Post by Dale Ponti » Fri, 27 Jun 1997 04:00:00





>> We all know WinXxxx's don't work under Linux. (or OS/2, etc.)
>> We all also know that WinXxxx's sap the main CPU, thus are Evil.
>> But WinXxxx's are a popular market option, and to some extent a
>> barrier to Linux (or OS/2, etc) adoption.

> Frankly, these Winmodems and Winprinters are a scam by the hardware
> manufacturers to save a few bucks on their designs by passing some
> functions off to the CPU. I don't see why you would want to subsidize
> poor hardware design and encourage that kind of OS dependent thinking.

I agree, but they're probably more of a statement that a lot of people
are buying big CPU "because it's the newest and neatest", and then
barely scratch the surface of what it can do. In that case the WinXxxx
is tapping underutilized resource.

Notice that I have no plans to EVER buy such a beast, myself. I run
every CPU I've ever had into the ground in short order, and want more.

Quote:> Are the many hours needed to reverse engineer those toys worth the
> savings? Is your time worth that little?
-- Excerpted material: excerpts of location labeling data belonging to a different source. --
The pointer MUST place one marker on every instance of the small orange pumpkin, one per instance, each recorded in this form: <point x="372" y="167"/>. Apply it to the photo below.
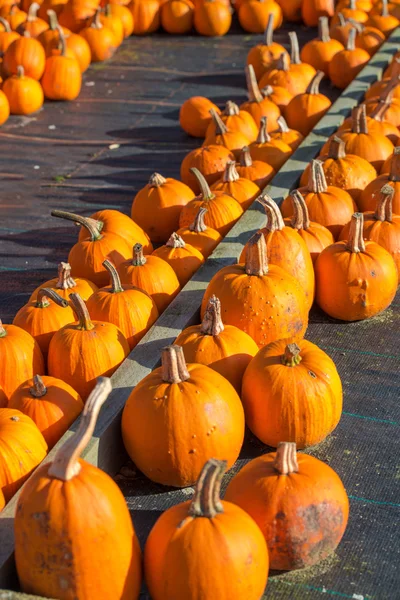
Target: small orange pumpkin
<point x="222" y="210"/>
<point x="152" y="275"/>
<point x="52" y="404"/>
<point x="280" y="491"/>
<point x="355" y="279"/>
I wasn't asking the question from a reverse-engineering standpoint,
more from questioning whether there were any disciplined or documented
interfaces there. I guess the WinModem software has proprietary metal
at the bottom and the Windows comm.drv interface at the top. Then it
sounds like the WinPrinters have proprietary metal at the bottom, and
GDI at the top.

Given the proprietary nature of top and bottom interfaces, I'm
surprised these things work as well as they do. Graphics drivers
seem to be a real bear. Actually, I guess the comm.drv and GDI
interfaces are published, but I would think normally only from
the top, not coming up from the metal below.

Dale Pontius
(NOT speaking for IBM)

 
 
 

Why can't WinModem/WinPrinter Linux drivers be written?

Post by M. Buchenried » Sat, 28 Jun 1997 04:00:00


[...]

Quote:>> I can see WinXxxx drivers not being written out of a sense of
>> elitism and general good taste. But is it even possible to write
>> WinXxxx drivers for Linux, etc? Are the necessary interfaces
>> documented? Are they under some bizarre license restrictions?
>> Etc?

>> Dale Pontius
>> (NOT speaking for IBM)
>If you can get the specs of these devices from all the different
>manufactures, you could write drivers.
>If they decide they don't want to give you "company secrets", your only
>option is reverse engineer and guess your way through each and every
>time you want to write a driver. Is it worth it? I think not.

Correct. And: There's no universal standard for Windevices - you'd have
to write one driver for every model. And: You'd have to boot Linux
into single-user mode to get these drivers (assuming you'd have the
specs) working.

Michael
--

**************************************************************************
Portable, adj.:
                          Survives system reboot.